A worker moves boxes at Snowman Logistics, India’s largest cold storage company in Taloja, outside Mumbai, India, on Oct. 17, 2020 (Photo: AP / Rajanish Kakade).

For every gap in the cold chain, “we need to find a bridge,” said DHL commercial director Katja Busch.

Coronavirus vaccines will be one of the most sought after products in the world, so theft is also a danger.

“You can’t just leave them on a runway and fight over them because they would actually go bad and have no value, or worse, people would still be trying to distribute them,” said Glyn Hughes, global head of cargo for the International Air Transport Association. .
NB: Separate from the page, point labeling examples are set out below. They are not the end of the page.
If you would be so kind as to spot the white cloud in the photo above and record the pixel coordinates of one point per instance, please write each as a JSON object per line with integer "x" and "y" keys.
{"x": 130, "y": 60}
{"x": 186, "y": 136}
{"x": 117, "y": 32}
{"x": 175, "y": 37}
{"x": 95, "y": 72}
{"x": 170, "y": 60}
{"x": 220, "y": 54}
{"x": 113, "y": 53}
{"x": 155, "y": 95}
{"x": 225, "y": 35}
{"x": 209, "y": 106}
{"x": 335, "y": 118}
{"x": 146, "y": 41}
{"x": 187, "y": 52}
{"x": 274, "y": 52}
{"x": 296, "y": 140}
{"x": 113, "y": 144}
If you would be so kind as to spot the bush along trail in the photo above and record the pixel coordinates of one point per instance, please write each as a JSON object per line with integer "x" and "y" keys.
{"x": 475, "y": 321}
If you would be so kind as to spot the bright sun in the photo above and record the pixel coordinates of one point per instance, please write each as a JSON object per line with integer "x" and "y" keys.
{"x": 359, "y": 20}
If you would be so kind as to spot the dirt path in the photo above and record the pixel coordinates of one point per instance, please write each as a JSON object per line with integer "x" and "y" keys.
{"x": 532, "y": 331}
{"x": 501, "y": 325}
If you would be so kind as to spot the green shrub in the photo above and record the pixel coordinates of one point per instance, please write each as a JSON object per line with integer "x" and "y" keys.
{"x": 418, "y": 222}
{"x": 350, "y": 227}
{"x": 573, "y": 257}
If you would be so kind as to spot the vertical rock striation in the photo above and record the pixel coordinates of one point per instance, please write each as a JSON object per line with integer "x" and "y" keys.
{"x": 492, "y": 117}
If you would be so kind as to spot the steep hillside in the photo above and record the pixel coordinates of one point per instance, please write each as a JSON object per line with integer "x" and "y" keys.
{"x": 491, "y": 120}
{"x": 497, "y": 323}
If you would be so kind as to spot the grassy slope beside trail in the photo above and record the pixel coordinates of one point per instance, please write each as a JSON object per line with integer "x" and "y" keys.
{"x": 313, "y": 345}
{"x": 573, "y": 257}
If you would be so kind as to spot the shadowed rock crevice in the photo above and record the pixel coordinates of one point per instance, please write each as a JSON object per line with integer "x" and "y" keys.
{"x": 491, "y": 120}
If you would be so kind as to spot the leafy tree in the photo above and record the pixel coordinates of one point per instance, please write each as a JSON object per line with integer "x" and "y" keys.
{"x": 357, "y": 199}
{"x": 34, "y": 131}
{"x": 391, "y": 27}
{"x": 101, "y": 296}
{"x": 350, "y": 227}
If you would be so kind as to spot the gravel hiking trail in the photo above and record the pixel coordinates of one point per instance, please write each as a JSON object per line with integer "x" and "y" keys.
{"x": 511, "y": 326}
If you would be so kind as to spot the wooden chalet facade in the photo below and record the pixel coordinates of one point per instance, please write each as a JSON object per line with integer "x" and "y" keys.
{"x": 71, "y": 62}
Johns Hopkins University researcher Tinglong Dai, who specializes in healthcare logistics, said creativity will be needed to keep the cold chain intact as coronavirus vaccines spread globally.

GAVI and UNICEF have experimented with delivering vaccines using drones. India’s largest food cold storage company is considering reserving space for vaccines.
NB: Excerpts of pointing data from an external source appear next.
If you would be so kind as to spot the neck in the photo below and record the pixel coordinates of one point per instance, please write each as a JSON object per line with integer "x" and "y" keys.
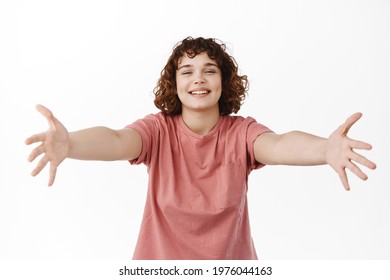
{"x": 200, "y": 122}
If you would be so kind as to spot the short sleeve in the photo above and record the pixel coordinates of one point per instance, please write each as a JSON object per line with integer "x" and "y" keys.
{"x": 148, "y": 128}
{"x": 254, "y": 129}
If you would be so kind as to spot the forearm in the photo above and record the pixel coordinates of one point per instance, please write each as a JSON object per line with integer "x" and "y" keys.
{"x": 292, "y": 148}
{"x": 95, "y": 143}
{"x": 300, "y": 148}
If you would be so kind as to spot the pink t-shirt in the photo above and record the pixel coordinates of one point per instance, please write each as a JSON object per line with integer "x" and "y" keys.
{"x": 196, "y": 206}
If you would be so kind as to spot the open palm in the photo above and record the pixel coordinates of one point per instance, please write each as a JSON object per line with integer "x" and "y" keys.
{"x": 340, "y": 152}
{"x": 54, "y": 145}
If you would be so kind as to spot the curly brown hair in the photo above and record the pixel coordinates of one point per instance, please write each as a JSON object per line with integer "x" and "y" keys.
{"x": 234, "y": 86}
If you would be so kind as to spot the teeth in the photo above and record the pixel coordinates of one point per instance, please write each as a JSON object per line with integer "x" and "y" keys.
{"x": 199, "y": 92}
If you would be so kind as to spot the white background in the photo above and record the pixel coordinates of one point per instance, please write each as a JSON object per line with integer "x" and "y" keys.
{"x": 311, "y": 64}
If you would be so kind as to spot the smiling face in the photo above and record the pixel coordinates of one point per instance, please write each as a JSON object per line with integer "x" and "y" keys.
{"x": 199, "y": 83}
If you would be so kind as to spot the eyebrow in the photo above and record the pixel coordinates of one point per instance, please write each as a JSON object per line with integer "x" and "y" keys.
{"x": 191, "y": 65}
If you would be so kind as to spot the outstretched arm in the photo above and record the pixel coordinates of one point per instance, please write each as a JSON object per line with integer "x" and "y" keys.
{"x": 300, "y": 148}
{"x": 96, "y": 143}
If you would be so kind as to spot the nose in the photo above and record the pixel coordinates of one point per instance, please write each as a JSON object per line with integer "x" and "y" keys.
{"x": 199, "y": 79}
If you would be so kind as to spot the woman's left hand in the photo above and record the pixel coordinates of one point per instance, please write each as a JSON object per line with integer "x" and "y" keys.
{"x": 340, "y": 152}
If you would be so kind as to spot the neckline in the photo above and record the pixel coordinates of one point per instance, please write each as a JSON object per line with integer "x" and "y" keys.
{"x": 188, "y": 131}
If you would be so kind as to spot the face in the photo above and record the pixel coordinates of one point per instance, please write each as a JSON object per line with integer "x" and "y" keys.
{"x": 199, "y": 83}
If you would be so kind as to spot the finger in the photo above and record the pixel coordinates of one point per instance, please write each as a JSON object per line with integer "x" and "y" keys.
{"x": 356, "y": 144}
{"x": 349, "y": 123}
{"x": 35, "y": 153}
{"x": 362, "y": 160}
{"x": 41, "y": 164}
{"x": 356, "y": 170}
{"x": 53, "y": 172}
{"x": 344, "y": 179}
{"x": 35, "y": 138}
{"x": 47, "y": 114}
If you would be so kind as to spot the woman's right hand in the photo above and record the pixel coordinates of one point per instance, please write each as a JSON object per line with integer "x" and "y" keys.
{"x": 55, "y": 145}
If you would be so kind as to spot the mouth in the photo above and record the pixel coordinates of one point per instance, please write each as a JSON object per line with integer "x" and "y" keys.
{"x": 199, "y": 92}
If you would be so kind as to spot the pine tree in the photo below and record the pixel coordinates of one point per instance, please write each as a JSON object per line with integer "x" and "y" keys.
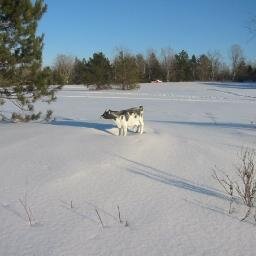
{"x": 22, "y": 80}
{"x": 183, "y": 68}
{"x": 125, "y": 71}
{"x": 99, "y": 70}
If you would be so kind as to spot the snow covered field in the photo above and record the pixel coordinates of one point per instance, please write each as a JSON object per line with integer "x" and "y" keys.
{"x": 161, "y": 180}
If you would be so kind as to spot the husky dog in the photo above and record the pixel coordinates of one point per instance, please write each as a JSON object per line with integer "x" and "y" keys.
{"x": 128, "y": 118}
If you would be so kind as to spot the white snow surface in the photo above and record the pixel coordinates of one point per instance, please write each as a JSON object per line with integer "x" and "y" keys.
{"x": 161, "y": 180}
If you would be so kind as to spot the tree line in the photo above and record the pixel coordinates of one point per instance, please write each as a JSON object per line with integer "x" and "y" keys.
{"x": 126, "y": 70}
{"x": 23, "y": 79}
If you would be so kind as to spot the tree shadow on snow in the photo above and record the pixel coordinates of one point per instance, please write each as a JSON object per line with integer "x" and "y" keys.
{"x": 84, "y": 124}
{"x": 210, "y": 124}
{"x": 171, "y": 180}
{"x": 231, "y": 85}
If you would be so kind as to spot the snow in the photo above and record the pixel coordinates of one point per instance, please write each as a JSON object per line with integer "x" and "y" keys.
{"x": 161, "y": 180}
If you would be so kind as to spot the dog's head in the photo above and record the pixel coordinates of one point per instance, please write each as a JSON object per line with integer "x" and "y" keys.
{"x": 108, "y": 114}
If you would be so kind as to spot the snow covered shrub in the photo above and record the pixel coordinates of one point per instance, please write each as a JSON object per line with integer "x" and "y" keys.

“If people can figure out how to transport ice cream, they can transport vaccines,” Dai said.

Equivalent to bulk storage of vaccines, multidose vials reduce manufacturing and shipping costs. But if too few people show up in time for your jab, what’s left in the vials should be thrown away.

For now, UNICEF is betting on 20-dose vials and expects the amount wasted to stay below 15 percent for open ones, according to Michelle Siedel, one of the agency’s cold chain experts.

UNICEF also expects to have 520 million pre-placed syringes and maps of where refrigeration needs are greatest by the end of the year, “to ensure that these supplies reach countries when vaccines arrive,” said Executive Director Henrietta Fore.

If Burkina Faso received 1 million doses of a coronavirus vaccine today, the country would not be able to handle it, said Jean-Claude Mubalama, UNICEF’s chief of health and nutrition for the West African country.

“If we had to get vaccinated against the coronavirus now, at this time, it would be impossible,” he said.